According to the Eriksons, in stage eight, the two dynamic counterparts of human life were “Ego Integrity versus Despair” and the basic human virtue I would be seeking was “Wisdom”. The challenge at each stage is to understand, accept and balance the two extremes of the dynamic counterparts, seeing each as required and useful. Only then can the basic human virtue emerge. My new challenge was identified: I needed to understand and embrace both ego integrity and despair before I could manifest my final life virtue, Wisdom.
It may appear that I am marketing Erik and Joan Erikson though I am not; I have not found any maps superior to theirs but have always seen their work as maps. Their theories were not about certitude for me, not to be confused with the real terrain but a useful map to understand that terrain. It intuitively made sense to me that the last basic virtue to emerge in human existence was Wisdom. It was also clear to me that I’d have to work for it.

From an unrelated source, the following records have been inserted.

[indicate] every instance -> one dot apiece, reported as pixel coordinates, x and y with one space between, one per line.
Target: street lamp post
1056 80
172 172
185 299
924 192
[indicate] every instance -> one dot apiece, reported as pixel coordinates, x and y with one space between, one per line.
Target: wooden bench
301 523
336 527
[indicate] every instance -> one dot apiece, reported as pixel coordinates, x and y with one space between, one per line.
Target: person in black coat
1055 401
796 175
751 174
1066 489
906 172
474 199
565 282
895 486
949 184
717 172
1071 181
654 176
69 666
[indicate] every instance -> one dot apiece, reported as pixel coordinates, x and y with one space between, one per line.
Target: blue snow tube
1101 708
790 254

And I did! My decision to become a professional coach found me in a training program at the age of 78. My progression through the training led me to even more explorations of the concept of Wisdom as I clarified my personal interest in coaching persons near to, entering or in the Eriksons’ eighth stage of human development. My own stumbling through this developmental shift had convinced me a coach would have been an invaluable resource. I wanted to coach toward “Wisdom Work”.

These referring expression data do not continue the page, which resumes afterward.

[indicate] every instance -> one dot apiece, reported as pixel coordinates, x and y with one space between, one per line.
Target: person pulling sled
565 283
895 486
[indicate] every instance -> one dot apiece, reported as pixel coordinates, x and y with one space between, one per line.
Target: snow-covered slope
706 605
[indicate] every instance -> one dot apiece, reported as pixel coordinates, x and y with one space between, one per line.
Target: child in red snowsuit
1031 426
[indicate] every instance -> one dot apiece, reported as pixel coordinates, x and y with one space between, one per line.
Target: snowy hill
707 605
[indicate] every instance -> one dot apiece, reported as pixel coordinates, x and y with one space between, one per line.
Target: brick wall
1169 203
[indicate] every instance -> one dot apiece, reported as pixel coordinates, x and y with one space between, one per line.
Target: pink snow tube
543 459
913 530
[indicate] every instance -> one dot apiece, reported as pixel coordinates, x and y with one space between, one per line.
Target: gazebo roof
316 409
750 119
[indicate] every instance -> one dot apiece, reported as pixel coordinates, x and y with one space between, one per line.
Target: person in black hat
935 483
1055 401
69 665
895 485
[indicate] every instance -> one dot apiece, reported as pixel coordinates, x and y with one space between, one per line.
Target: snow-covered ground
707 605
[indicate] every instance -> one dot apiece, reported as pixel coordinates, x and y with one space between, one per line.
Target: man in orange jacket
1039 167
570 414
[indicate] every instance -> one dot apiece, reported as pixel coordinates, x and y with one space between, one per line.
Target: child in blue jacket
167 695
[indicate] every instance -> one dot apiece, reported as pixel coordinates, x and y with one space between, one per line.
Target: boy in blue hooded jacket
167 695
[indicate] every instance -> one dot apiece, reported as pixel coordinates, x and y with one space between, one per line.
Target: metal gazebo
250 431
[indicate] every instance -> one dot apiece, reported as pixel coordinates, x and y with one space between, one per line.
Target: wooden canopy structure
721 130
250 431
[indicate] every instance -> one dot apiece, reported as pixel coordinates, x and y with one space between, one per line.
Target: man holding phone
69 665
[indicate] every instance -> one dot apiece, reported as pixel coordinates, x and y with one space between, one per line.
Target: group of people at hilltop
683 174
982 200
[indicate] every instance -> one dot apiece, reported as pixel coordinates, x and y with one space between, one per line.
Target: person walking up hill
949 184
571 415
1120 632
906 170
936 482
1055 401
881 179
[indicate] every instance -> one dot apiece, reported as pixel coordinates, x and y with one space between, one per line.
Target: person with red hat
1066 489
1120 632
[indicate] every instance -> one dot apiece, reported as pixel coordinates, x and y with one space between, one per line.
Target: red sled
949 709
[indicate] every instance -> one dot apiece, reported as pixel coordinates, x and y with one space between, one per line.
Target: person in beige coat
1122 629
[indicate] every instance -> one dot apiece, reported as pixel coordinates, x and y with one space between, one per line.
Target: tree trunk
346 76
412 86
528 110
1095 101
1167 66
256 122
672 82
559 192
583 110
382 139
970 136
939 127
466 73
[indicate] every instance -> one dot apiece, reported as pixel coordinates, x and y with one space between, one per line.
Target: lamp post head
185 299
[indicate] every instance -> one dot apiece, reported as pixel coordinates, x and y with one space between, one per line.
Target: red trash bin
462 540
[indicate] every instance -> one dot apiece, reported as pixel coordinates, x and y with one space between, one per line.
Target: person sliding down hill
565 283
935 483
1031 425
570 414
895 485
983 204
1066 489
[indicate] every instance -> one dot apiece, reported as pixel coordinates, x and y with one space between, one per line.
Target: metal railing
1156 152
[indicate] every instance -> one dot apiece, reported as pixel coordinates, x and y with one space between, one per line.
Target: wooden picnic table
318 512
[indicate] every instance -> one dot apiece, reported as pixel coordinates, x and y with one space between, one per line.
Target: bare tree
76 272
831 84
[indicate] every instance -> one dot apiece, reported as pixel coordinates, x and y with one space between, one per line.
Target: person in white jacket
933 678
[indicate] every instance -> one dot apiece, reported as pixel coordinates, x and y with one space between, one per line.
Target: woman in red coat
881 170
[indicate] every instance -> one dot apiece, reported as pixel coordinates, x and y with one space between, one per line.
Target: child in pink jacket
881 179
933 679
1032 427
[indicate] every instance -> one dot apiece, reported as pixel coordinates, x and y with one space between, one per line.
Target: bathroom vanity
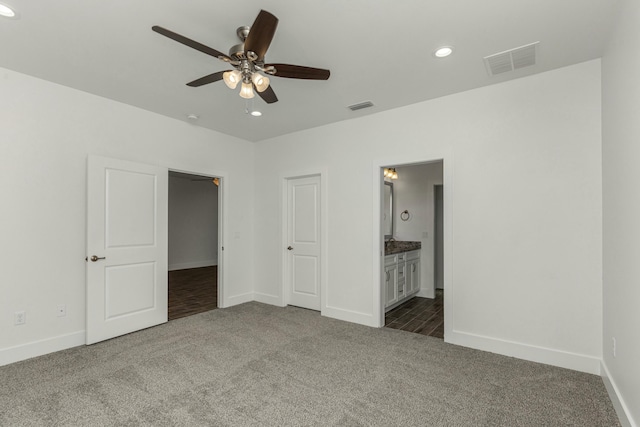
401 272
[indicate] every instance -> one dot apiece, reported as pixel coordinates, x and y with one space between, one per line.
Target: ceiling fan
247 59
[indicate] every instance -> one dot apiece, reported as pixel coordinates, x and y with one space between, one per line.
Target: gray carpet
258 365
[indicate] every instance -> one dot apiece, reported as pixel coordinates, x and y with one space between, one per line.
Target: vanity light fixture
443 52
390 173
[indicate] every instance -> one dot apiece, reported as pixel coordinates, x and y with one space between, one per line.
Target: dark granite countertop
395 247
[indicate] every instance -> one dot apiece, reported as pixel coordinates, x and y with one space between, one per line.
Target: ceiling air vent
360 106
512 59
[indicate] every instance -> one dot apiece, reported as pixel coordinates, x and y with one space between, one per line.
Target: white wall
413 191
193 223
621 206
524 157
46 135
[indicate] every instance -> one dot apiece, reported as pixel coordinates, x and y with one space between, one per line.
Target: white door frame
222 212
284 180
378 233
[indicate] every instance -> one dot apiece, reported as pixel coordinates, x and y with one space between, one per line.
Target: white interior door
127 247
303 237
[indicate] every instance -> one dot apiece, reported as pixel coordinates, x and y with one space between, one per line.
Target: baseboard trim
562 359
238 299
624 415
268 299
348 316
195 264
41 347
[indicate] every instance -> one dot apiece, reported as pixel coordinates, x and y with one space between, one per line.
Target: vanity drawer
412 255
390 260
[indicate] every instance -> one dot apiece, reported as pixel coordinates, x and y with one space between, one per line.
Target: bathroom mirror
387 213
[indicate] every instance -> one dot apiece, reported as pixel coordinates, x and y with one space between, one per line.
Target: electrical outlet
19 318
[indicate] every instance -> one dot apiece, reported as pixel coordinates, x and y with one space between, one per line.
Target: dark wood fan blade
207 79
299 72
268 95
188 42
261 34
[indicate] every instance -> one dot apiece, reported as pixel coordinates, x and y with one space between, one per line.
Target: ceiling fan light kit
248 61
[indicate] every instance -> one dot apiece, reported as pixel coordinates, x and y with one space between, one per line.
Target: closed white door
127 247
303 237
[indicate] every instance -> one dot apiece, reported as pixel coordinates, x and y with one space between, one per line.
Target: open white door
303 236
127 247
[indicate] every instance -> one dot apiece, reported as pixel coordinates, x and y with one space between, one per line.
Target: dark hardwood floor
192 291
420 315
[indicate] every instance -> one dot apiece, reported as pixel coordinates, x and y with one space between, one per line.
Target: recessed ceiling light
443 51
6 11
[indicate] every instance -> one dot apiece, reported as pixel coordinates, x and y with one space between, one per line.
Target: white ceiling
377 50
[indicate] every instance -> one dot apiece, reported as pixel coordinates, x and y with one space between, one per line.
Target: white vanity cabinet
401 277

I spent much of this time refining what I meant by “Wisdom” and finally generated a definition I like: “Wisdom is the capacity of a human to integrate life experiences into a personal story of an individual’s knowledge, choices and actions that, when shared with others, create the conditions for the pursuit of an ethically grounded common good”. Coming full circle, as I conceptualize Wisdom Work, it is fairly specific and focused, and for me, this blog is one part of my personal “Wisdom Work”. Another part for me is my coaching, where one group of my clients are other humans in search of their personal “Wisdom Work”.

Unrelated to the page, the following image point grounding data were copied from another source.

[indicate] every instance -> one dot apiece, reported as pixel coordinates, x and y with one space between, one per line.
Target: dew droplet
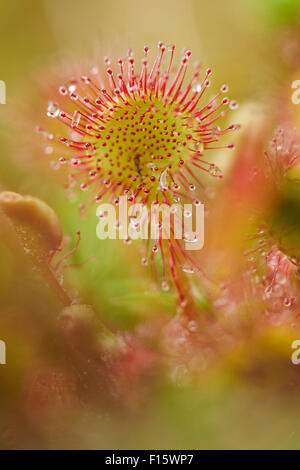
52 110
190 237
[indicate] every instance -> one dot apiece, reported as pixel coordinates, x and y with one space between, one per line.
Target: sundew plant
149 225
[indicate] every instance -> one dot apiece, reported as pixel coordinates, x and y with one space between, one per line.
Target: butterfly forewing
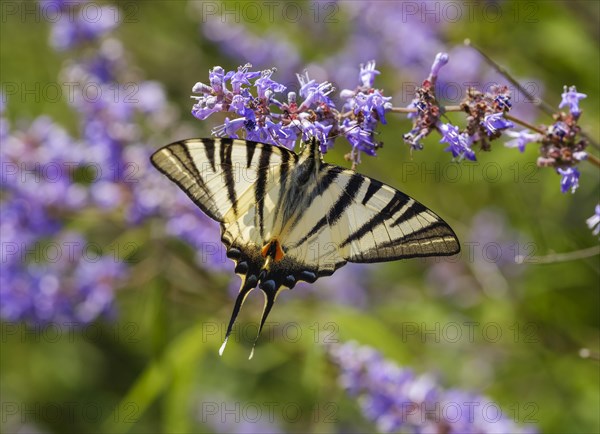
286 218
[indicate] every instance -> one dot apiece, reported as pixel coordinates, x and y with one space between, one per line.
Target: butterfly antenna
270 292
247 286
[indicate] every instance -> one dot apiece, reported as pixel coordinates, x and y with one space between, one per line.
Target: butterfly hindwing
287 218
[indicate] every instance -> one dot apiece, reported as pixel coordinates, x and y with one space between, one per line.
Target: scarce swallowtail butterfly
288 217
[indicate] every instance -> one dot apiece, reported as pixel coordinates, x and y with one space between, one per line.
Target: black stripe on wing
395 204
226 148
335 212
186 176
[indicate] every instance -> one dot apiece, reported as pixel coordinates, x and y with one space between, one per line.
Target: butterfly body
288 217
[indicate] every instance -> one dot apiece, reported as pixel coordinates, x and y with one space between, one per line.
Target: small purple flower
378 103
367 73
440 60
571 98
314 93
460 144
229 128
265 83
495 122
521 138
241 77
594 221
569 180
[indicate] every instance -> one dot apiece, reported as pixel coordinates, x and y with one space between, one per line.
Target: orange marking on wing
274 250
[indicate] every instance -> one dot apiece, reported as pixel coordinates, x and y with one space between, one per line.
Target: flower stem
524 123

Now none of this is commonplace thinking in my experience. Many face Eriksons’ Stage eight with trepidation, avoidance, dread. They may feel a disrupted self-identity and experience a culture and society ill prepared to even engage in a conversation about this final stage of human existence. Part of Wisdom Work, I believe, is creating arenas for conversations about all of this, for truth-telling about the virtual “wasteland” of necessary resources to explore both despair and ego integrity, to grow in Wisdom, and of course, to face death. OWLcourage is committed to doing its part in creating a widespread development of the basic human virtue of Wisdom.
On the occasion of my one-year anniversary as a “blogger”, this begins that commitment for me, and makes saying “Happy New Year” more sweet and savory and fun. Let the games begin!
“You can’t be that kid standing at the top of the water slide, overthinking it. You have to go down the chute.”